If a pre-monsoon thunder shower is an opera, then the arrival of the monsoon itself a few weeks later is a Smetana symphony. You can smell the rain long before it actually arrives. From the pass above Pokhara, the clouds move about among the Annapurnas like the little curly puffs you see on thangka paintings. The sudden change in high-altitude wind direction precisely between 10-15 June over central Nepal every year is the first sign that the monsoon will soon burst.
By evening, the air suddenly turns humid, a smell of warm wetness swells up from the valley below. A yellow moon rises from behind a range of mountainous clouds to the east. They glow in the moonlight, and the inside of the clouds are incandescent with silent lightning. By nightfall, there is a sudden sharp coolness as the moisture turns into mist, and the mist in turn into a fine gauze of rain. The Nepali vocabulary has many onomatopoeic words to describe different kinds of rain: at midnight it turns from drizzly sim-sime to heavier darkane and by early morning it is a torrential musal-dhare.
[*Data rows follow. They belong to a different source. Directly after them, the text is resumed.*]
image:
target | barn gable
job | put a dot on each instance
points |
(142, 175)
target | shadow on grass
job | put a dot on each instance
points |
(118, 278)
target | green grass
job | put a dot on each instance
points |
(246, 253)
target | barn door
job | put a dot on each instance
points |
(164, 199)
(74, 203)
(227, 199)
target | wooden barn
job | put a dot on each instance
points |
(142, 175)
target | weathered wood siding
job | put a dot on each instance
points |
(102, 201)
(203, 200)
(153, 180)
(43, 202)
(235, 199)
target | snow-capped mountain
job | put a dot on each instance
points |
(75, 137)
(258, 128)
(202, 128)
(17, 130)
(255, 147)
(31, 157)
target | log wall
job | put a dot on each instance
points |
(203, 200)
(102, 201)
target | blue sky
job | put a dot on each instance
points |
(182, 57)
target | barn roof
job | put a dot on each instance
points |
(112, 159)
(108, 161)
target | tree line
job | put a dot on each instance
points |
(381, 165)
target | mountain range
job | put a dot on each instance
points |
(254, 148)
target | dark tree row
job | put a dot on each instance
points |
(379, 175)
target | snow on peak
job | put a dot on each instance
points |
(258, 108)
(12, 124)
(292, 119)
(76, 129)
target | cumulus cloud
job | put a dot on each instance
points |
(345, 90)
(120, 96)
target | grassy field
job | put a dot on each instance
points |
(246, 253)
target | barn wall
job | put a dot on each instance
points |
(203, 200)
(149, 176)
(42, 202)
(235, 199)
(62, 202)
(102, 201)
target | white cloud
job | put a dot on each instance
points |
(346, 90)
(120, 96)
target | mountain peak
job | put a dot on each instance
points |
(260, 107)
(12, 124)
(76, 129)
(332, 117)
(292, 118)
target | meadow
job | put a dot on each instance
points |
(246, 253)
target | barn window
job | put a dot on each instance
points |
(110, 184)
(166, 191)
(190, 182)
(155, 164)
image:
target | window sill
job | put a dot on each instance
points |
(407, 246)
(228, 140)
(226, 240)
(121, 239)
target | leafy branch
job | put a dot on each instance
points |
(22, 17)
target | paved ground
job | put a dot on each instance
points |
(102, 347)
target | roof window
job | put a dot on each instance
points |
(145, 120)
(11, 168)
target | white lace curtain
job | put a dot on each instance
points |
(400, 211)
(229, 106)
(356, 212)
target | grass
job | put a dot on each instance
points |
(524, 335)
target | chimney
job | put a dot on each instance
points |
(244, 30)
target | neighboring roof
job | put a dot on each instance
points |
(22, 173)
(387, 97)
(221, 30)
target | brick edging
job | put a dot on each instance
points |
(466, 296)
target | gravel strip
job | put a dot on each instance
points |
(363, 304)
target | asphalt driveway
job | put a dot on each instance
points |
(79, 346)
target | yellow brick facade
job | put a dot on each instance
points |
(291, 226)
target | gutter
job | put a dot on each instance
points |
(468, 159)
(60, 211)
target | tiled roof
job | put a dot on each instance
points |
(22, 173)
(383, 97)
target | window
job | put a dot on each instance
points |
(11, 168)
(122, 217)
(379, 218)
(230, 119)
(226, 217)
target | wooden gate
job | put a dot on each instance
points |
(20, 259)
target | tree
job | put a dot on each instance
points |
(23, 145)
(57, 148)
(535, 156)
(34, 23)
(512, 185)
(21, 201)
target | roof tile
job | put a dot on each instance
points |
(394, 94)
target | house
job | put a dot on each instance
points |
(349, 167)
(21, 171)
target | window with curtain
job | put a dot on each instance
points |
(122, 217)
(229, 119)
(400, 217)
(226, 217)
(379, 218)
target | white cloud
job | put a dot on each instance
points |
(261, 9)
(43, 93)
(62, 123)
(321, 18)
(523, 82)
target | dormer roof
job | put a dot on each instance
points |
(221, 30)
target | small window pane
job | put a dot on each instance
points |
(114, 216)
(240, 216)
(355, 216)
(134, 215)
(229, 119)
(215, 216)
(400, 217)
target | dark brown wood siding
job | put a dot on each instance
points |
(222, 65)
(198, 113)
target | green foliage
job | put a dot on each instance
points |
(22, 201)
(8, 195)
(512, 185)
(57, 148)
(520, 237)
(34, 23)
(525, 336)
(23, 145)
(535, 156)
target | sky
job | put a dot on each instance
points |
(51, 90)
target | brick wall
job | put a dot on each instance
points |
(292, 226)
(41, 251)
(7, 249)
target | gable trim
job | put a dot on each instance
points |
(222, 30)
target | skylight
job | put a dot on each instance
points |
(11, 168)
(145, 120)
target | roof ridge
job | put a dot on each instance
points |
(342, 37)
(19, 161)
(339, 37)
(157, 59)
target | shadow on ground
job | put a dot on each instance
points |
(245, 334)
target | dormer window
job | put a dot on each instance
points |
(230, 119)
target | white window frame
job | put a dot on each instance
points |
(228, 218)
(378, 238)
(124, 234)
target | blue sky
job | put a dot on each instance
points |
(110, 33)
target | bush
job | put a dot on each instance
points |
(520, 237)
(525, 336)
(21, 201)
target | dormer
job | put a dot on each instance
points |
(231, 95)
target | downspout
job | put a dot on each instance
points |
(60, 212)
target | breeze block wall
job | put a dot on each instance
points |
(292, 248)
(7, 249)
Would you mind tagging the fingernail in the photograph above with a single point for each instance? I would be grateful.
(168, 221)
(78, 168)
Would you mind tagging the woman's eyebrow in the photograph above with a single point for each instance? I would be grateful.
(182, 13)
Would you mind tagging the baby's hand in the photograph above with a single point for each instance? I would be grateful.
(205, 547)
Forget what the guidebooks say. Visit Nepal in the monsoon. Everywhere, there is the sound of falling water: big waterfalls that thunder right across the valleys, little ones gurgle behind every bend in the track, the deep drone of rivers as they cut ever-deeper gorges. These rivers are older than the mountains and they have been slicing through the rising rock for 60 million years. By ten in the morning, the first clouds chug up the valley, the forerunner of an ocean of vapour lapping at the ridges below. They move up silently through the junipers, soaking the lichens with droplets of condensation. Before noon, the rain starts falling steadily in that marathon-like pace of no-nonsense, long-term rain. It falls continuously into afternoon, all night, and stops abruptly at dawn.
By late August, the rain ebbs as the monsoon starts to lose its momentum, the sun comes out again. The sky is navy blue and dotted with kites, and in the terraces the golden rice is ripening in the sun.